Given that the current study is a pilot designed to demonstrate the feasibility of preoperative mapping of the SGA and its branches, larger studies are necessary to more definitively characterize the proximity of surgical trajectories to the SGA and its branches during lateral transiliac SI joint fusion. Prior studies in the orthopedic trauma literature, such as those by Zhao et al¹⁵ and Routt et al¹² have evaluated SGA vascular anatomy in patients with pelvic trauma, which may not reflect typical anatomy in elective SI joint fusion candidates. Collinge and Maslow¹⁰ used CT angiography in their assessment of iliosacral and transsacral screw fixation, but excluded patients with significant pelvic dimorphism or those lacking a safe osseous corridor for screw placement, potentially limiting generalizability to the elective SI joint fusion candidates. In contrast, Eastman et al¹⁶ evaluated a random population of patients who presented to the emergency department requiring CT angiography of the pelvis without pelvic trauma, but their analysis focused on the S3 segment, an anatomical region too caudal to be relevant to conventional LTI approaches to SI joint fusion. Zhao et al⁸ in their 2018 study also analyzed vascular anatomy relative to iliosacral fixation and reported that in 45.1% of cases, the deep superior branch of the SGA passed through the defined “safe area” near the S1 entrance point, with the shortest distance between the artery and bone measuring 0.86 ± 0.84 cm. While similar in technique, their findings are different from what we present here which further supports the need for larger studies. Mahato’s¹¹ cadaveric study used an anatomical grid system to overlay surgical zones and found that the superficial branch of the SGA more frequently encroached on the proposed surgical area compared to the deep branch. These findings underscore the variability of SGA anatomy and support the need for individualized vascular assessment, particularly in elective fusion procedures. Given that the current study is a pilot to demonstrates the feasibility of mapping the SGA and its branches, larger studies are required to determine with certainty the proximity of the procedural field to the SGA and its branches.

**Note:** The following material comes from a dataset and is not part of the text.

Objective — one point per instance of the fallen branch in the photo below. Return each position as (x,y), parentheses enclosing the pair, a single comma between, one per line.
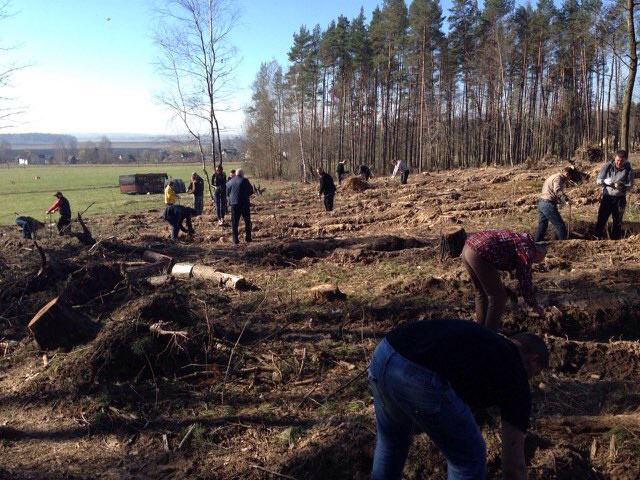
(186,436)
(281,475)
(43,258)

However, the current report does provide a framework to act as a springboard to these discussions.

Conclusion

This pilot study aims to demonstrate the feasibility of using CT angiography as a preoperative planning tool to assess the course of the superior gluteal artery and its branches in relation to the proposed trajectory of lateral transiliac screws for sacroiliac joint fusion. Although the sample size is limited to 20 patients, our findings suggest that this imaging-based approach may help proceduralists further minimize the risk of vascular injury when employing the LTI technique. Notably, in 1 of 20 cases (5%), the planned screw trajectory was altered based on angiographic findings to reduce the risk of superior gluteal artery injury (although the conventional placement would not have violated the SGA branches). Larger, prospective studies are needed to validate these preliminary findings and to better characterize anatomic variability relevant to surgical planning.